EFAMA insiste na urgência de resolver as carências na regulação dos KID dos PRIIP


A expansão do COVID-19 paralisou grande parte da economia mundial, incluindo a regulação. Antes do confinamento, a revisão dos requisitos dos KID dos PRIIP era um dos temas cadentes, à espera de um relatório final da Autoridade de Supervisão Europeia (ESA) sobre as mudanças técnicas finais. Na associação europeia de fundos e gestão de ativos (EFAMA) há muito que alertam que a normativa atual tem falhas e que está a dar aos investidores de retalho informação enganadora. (Pode ler o seu relatório detalhado aqui). “Uma revisão que sane estas falhas é essencial”, insistem na EFAMA num comunicado recente. “Como podemos esperar que os investidores de retalho tomem decisões informadas em tempos de incerteza económica e participem na recuperação pós-COVID-19”, questionam.

Uma das principais falhas nas quais incide a EFAMA é no objetivo dos KID dos PRIIP de oferecerem comparabilidade entre produtos de investimento muito diferentes. Na sua opinião, centrar-se na comparabilidade permitiu dar informação que pode induzir em erro, o que por sua vez impacta adversamente nas comparações entre fundos. Na EFAMA insistem que a revisão do Nível 2 deverá centrar-se na informação relevante para os investidores de retalho para casa tipo de PRIIP. “A perda dessa comparabilidade teorética é compensada ao explicar melhor os fundamentais de cada PRIIP e dando aos investidores informação mais útil”, defendem.

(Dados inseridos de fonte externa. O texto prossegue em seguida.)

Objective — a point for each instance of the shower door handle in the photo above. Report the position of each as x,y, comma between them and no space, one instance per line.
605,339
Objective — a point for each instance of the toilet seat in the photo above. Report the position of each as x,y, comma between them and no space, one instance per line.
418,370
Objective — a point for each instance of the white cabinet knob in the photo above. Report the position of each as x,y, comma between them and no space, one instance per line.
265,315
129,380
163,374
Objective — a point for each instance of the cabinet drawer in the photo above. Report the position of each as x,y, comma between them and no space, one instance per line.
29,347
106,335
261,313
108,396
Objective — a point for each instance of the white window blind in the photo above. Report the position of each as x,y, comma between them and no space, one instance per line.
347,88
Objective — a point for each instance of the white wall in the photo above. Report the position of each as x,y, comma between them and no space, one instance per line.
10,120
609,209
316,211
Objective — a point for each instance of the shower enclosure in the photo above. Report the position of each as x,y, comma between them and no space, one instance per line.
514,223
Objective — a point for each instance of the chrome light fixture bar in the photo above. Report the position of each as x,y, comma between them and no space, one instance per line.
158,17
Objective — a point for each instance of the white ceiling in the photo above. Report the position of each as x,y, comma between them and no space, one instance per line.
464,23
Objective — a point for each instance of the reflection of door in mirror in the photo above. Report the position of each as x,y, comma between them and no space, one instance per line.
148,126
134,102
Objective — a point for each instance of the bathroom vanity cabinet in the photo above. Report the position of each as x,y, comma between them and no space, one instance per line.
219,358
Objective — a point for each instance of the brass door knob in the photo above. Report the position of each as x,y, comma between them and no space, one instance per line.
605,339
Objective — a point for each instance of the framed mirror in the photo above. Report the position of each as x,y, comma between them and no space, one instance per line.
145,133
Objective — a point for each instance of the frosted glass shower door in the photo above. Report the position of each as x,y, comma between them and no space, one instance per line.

Também defendem a sua postura de incluir a informação sobre as rentabilidades passadas do veículo de investimento. Há medo entre entidades como a Comissão Europeia que os investidores de retalho utilizem esses dados como indicadores de rentabilidades futuras. “O teste demonstrou repetidas vezes que os consumidores entendem que retornos passados não podem ser usados para prever retornos futuros”, defendem na EFAMA. “Além disso, permite aos investidores ver que o valor do fundo flutua. Os KID dos PRIIP atuais não evidenciam suficientemente este ponto”.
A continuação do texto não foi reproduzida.